Jessica Beske, a 43-year-old resident of Fargo, was pulled over May 8 for speeding in Polk County, Minnesota, and deputies who searched her car after reporting smelling marijuana found the bong and the other items, the Minnesota Reformer reported.
The residue on the paraphernalia tested positive for methamphetamine, along with the eight ounces of water in the bong and the substance in the glass jar.
Beske told the outlet that she didn't have any drugs with her, only the paraphernalia.
She was charged with first-degree felony possession, which means that Beske could be sentenced to 30 years in prison and hit with a $1 million fine.
Beske told the Guardian that the charges came as a shock to her.
"All I could see was [the possibility of] 30 to 40 years. And I couldn't speak, I couldn't breathe," she said.
"They didn't even discuss it at all. They just pushed it through. Nobody's even thinking about whose lives are affected by this," Beske said of the legislative session.
At first she thought her arrest was a "mistake," but discovered after doing some research about the bong water exception in the law and how the legislature passed it.

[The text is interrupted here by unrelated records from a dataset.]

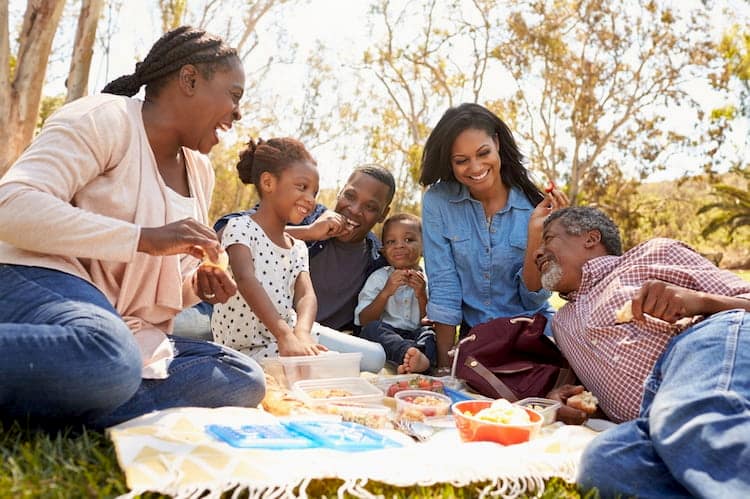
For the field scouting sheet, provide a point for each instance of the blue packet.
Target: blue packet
(455, 395)
(268, 436)
(342, 435)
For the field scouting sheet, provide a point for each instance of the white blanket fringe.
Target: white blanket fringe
(170, 453)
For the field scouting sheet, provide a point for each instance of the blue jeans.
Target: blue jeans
(397, 341)
(67, 356)
(692, 436)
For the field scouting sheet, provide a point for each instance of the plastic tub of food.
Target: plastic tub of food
(289, 370)
(316, 392)
(473, 428)
(546, 407)
(418, 405)
(371, 415)
(392, 384)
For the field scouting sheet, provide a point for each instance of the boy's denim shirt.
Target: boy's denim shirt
(474, 267)
(314, 247)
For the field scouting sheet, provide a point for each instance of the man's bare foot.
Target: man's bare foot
(414, 362)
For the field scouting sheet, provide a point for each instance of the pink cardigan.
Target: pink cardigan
(75, 201)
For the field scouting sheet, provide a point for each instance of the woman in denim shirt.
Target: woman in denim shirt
(482, 221)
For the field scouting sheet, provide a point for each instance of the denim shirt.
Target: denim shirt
(375, 261)
(474, 268)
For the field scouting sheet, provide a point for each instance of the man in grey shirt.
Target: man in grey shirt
(343, 250)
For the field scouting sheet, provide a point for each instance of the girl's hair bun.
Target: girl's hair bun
(247, 161)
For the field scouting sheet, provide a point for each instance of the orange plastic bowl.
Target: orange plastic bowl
(474, 429)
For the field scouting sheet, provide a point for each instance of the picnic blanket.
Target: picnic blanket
(169, 452)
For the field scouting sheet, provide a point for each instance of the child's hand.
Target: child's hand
(415, 280)
(331, 224)
(291, 345)
(213, 284)
(397, 279)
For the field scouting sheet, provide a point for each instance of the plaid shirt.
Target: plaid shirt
(614, 360)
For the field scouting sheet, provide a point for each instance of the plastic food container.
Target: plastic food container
(316, 392)
(472, 429)
(370, 415)
(289, 370)
(546, 407)
(418, 405)
(415, 382)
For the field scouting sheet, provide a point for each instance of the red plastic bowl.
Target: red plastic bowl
(473, 429)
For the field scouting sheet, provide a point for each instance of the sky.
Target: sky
(135, 27)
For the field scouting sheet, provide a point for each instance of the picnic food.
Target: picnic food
(221, 263)
(625, 313)
(502, 411)
(584, 401)
(373, 416)
(472, 429)
(418, 383)
(416, 405)
(327, 393)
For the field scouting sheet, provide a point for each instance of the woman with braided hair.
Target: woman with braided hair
(102, 229)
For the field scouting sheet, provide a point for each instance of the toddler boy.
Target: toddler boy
(393, 301)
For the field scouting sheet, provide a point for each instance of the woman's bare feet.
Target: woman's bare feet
(414, 362)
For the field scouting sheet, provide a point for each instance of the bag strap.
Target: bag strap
(501, 388)
(565, 376)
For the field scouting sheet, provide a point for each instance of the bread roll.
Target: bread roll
(625, 313)
(584, 401)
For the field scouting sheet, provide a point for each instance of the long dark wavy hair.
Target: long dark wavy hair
(436, 158)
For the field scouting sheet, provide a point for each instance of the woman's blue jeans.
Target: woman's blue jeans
(67, 356)
(692, 437)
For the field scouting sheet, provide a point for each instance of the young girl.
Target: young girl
(274, 310)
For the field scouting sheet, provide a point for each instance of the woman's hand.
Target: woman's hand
(187, 236)
(553, 201)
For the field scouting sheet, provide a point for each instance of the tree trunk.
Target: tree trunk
(21, 95)
(83, 49)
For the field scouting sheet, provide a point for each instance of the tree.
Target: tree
(595, 82)
(731, 210)
(83, 49)
(416, 65)
(21, 89)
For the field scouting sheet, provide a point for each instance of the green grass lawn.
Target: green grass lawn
(83, 464)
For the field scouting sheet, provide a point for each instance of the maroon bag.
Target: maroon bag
(511, 358)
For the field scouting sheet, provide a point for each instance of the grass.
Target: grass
(82, 464)
(74, 463)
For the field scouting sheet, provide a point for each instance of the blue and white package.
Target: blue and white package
(273, 436)
(342, 435)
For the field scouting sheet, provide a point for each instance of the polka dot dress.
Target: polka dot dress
(233, 323)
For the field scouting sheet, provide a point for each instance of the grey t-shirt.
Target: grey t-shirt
(338, 273)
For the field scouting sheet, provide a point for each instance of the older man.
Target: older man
(677, 374)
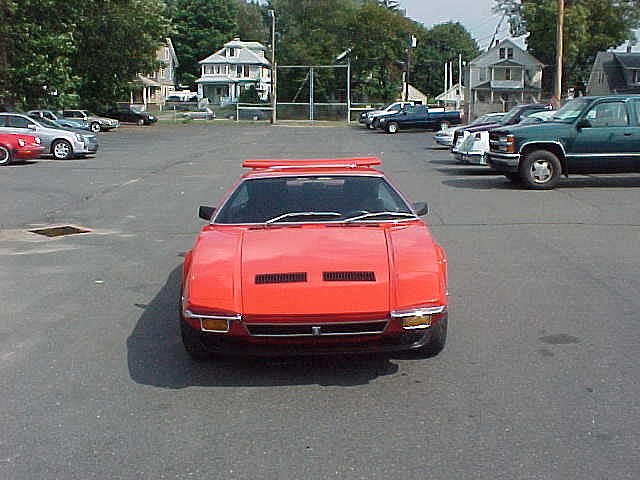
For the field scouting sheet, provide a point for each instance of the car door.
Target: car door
(605, 139)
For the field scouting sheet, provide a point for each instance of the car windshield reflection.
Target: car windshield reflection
(313, 199)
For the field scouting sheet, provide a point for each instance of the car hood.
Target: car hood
(249, 271)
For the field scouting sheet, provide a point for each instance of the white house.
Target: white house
(232, 69)
(152, 90)
(501, 78)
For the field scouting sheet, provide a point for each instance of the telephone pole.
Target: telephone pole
(559, 50)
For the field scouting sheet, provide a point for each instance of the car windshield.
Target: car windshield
(570, 111)
(510, 115)
(48, 123)
(313, 198)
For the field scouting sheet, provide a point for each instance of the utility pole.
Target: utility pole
(559, 51)
(412, 44)
(274, 70)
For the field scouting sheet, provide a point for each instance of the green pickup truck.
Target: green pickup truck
(587, 135)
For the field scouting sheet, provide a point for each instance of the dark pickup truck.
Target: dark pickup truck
(587, 135)
(417, 116)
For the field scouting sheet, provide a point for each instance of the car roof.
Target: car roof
(298, 167)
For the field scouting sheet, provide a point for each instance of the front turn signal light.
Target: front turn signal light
(215, 325)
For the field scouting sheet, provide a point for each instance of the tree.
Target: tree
(201, 28)
(118, 41)
(590, 26)
(443, 43)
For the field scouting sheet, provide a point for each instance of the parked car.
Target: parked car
(95, 122)
(444, 137)
(280, 269)
(512, 117)
(131, 114)
(368, 118)
(252, 115)
(417, 116)
(587, 135)
(204, 113)
(475, 146)
(62, 143)
(22, 147)
(79, 123)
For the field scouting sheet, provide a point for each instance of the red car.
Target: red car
(23, 147)
(313, 256)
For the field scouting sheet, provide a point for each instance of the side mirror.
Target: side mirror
(421, 208)
(205, 212)
(584, 123)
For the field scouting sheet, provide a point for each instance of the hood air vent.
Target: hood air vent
(293, 277)
(349, 276)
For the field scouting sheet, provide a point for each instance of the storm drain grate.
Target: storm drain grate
(60, 231)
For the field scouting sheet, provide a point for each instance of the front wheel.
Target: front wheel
(540, 170)
(437, 340)
(192, 343)
(5, 155)
(62, 150)
(392, 127)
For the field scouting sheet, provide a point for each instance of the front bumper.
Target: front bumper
(28, 153)
(396, 341)
(504, 162)
(444, 141)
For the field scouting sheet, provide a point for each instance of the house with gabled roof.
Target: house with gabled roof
(615, 72)
(502, 77)
(234, 68)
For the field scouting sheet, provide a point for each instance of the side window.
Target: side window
(636, 109)
(18, 122)
(609, 114)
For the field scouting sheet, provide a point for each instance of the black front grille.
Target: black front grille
(291, 277)
(349, 276)
(311, 330)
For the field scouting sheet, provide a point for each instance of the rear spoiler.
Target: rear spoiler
(313, 163)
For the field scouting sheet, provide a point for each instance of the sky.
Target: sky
(475, 15)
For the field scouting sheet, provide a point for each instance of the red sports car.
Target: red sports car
(14, 146)
(314, 256)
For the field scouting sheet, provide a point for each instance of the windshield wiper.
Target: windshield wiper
(380, 214)
(302, 214)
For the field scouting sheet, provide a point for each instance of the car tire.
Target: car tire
(437, 340)
(540, 170)
(61, 150)
(193, 343)
(5, 155)
(392, 127)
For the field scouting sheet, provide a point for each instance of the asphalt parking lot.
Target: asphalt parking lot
(539, 379)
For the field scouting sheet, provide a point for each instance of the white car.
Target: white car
(445, 136)
(367, 118)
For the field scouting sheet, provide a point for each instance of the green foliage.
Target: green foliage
(590, 26)
(201, 28)
(443, 43)
(118, 40)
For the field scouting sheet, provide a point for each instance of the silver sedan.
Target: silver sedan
(62, 143)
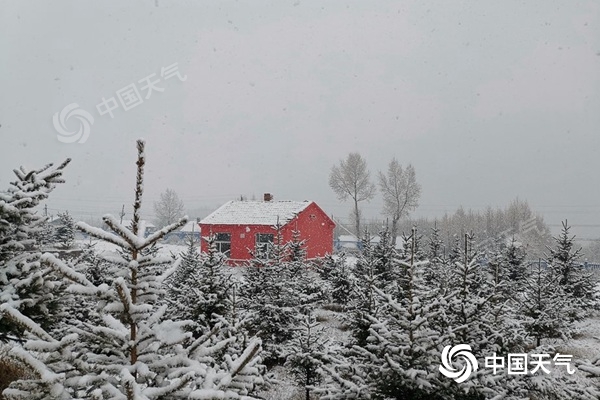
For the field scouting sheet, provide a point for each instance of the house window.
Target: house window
(264, 242)
(223, 243)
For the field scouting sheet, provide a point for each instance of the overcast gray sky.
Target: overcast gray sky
(489, 100)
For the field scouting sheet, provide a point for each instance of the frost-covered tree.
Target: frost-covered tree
(400, 192)
(133, 352)
(352, 179)
(26, 285)
(168, 208)
(65, 231)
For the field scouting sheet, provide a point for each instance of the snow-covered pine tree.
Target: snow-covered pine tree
(297, 247)
(576, 282)
(201, 277)
(303, 284)
(340, 279)
(45, 235)
(402, 353)
(65, 231)
(25, 285)
(543, 303)
(364, 302)
(264, 292)
(514, 255)
(307, 353)
(134, 352)
(384, 253)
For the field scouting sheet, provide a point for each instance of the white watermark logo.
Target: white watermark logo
(129, 97)
(470, 362)
(84, 118)
(513, 364)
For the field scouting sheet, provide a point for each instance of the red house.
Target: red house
(245, 227)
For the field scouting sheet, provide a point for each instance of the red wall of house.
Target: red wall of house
(314, 226)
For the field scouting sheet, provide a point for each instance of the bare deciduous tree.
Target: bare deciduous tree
(400, 192)
(352, 179)
(168, 208)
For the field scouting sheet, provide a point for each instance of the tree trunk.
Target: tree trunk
(394, 231)
(357, 218)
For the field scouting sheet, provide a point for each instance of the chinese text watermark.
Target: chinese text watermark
(129, 97)
(513, 363)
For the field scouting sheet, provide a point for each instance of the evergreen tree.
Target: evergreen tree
(307, 353)
(65, 232)
(543, 305)
(576, 282)
(201, 277)
(340, 279)
(133, 352)
(402, 352)
(272, 313)
(297, 247)
(25, 284)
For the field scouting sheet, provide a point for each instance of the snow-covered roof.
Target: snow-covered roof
(191, 226)
(238, 212)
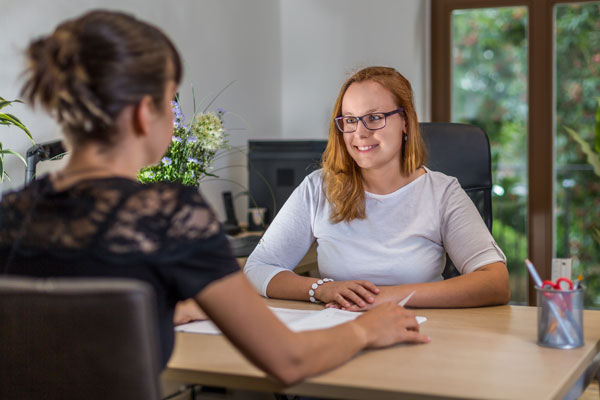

The Minnesota Reformer said for charging purposes the eight ounces of water in the bong is considered the same as eight ounces of methamphetamine, more than the 50-gram threshold for the felony charge.
"The legislative intent behind the weight-based thresholds is to approximate whether a person is an end user or a dealer," Kurtis Hanna, a longtime Minnesota drug reform advocate, told the publication.
"The fact that some county prosecutors are subverting that clear intent and are charging end users as though they are wholesalers, ruining their lives in the process, is shameful," Hanna said.
Beske said the charges against her are wrong. "It's against common sense," she said. "It's against everybody's common sense."
The Minnesota legislature last year decriminalized drug paraphernalia, even if it contained traces of drugs.
But bong water was part of a law stemming from a 2009 court ruling that determined that water in a pipe "could be considered a 'drug mixture' under the legal definition, and hence could count toward substance weights used to determine offense severity," the report said.
Scott Buhler, the assistant Polk County attorney prosecuting Beske, said he couldn't comment on pending cases when asked about the taking cases involving bong water to court, saying the criminal complaint "speaks for itself."
He said the office "simply enforces the laws of this state as written."
Beske admits that she has a substance abuse problem and says the possibility of being locked up for 30 years makes her feel hopeless.
"It's just gonna make my life worse and make me want to use drugs more," she said. "That's why people use drugs mostly, is to cope."
She told the Guardian in the interview that she hopes the law will be changed.
"It's just so wrong that I just have to hold hope that this is going to change the law, hopefully," Beske said. "I don't want anybody else to have to have to go through this."